With the Mississippi at a level of 2.2 feet this morning and forecast to drop 2 more feet during the weekend, towboat operators are wary. With narrow channels, traffic gets congested and there’s the constant caution against grounding acres of barges amid swirling currents.

But the upstream news is good news. “Cairo got a pretty good rain Monday,” said Wayland Hill of the Vicksburg District Corps of Engineers.

Looking at the records from the National Weather Service, Hill said rainfall in the Ohio Basin and on the Upper Mississippi made the Mississippi at the town at the southernmost tip of Illinois jump. It is supposed to be at a level of 20.6 feet on the gauge there Monday, meaning a lot of water is headed in this direction. It takes eight or 10 days for water to move from Cairo to Vicksburg and the prediction is that it will increase local readings by 3.5 feet.

Even that rise, however, won’t bring the Mississippi to the average stage here for this time of year. The average of historic records from 1932 to 1999 indicates the river should be at a level of about 8 feet on the local gauge.

The conditions on the river are a result of the dry weather the country has experienced since last year. The wet months of 1999 did not bring the river to very high stages last year and did not leave much for the spring of 2000 to build on. As a result, the Mississippi achieved one of the lowest peak readings, 29.3 feet in March, it has had since records have been kept.

It’s been tough on the towboats, said Emmett Neal of Magnolia Marine Transportation.

“We’ve had to cut the draft of our barges back a foot and a half,” he said.

In addition to cargo it moves for others, the Vicksburg based towing company also moves a large amount of crude oil into Vicksburg to feed a refinery its parent company, Ergon Inc., has on the E.W. Haining Industrial Center.

Draft is the depth that a barge or other vessel extends below water level. Reducing the draft meant that the barges could not be loaded with the same amount of cargo as they can carry with higher river stages.

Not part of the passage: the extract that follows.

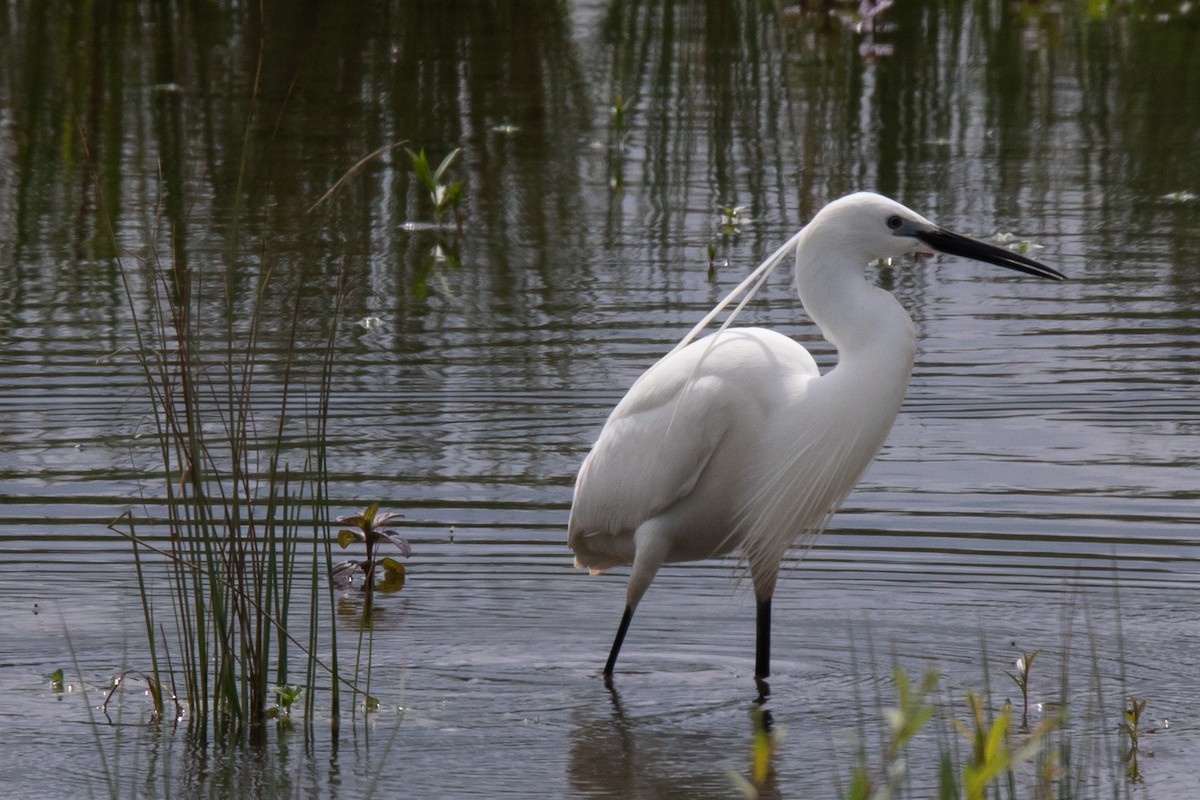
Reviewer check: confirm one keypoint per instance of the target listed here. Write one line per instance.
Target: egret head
(882, 228)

“That’s about a 14 percent reduction,” Neal said.

In addition to that, Neal said the extremely low water levels have caused traffic problems at narrow points in the river. At one point, a Magnolia boat and tow had to hold up when the channel was not wide enough to allow two-way traffic.

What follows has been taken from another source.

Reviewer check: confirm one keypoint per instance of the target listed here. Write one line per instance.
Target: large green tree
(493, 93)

That was one of the problems the Corps of Engineers was trying to avoid when it had the dredge Jadwin working at Vicksburg.

Even though the river looks quite wide in the bend here, the actual channel towboats can use is very narrow and is very close to the Mississippi bank. The restriction in the bend is a sandbar that is probably a leftover from when the river made a sharp, hairpin bend to flow past Vicksburg.

Bill Hobgood, chief of the District’s operations division, said the Jadwin was cutting a swath about 200 feet wide into the bar to widen the channel.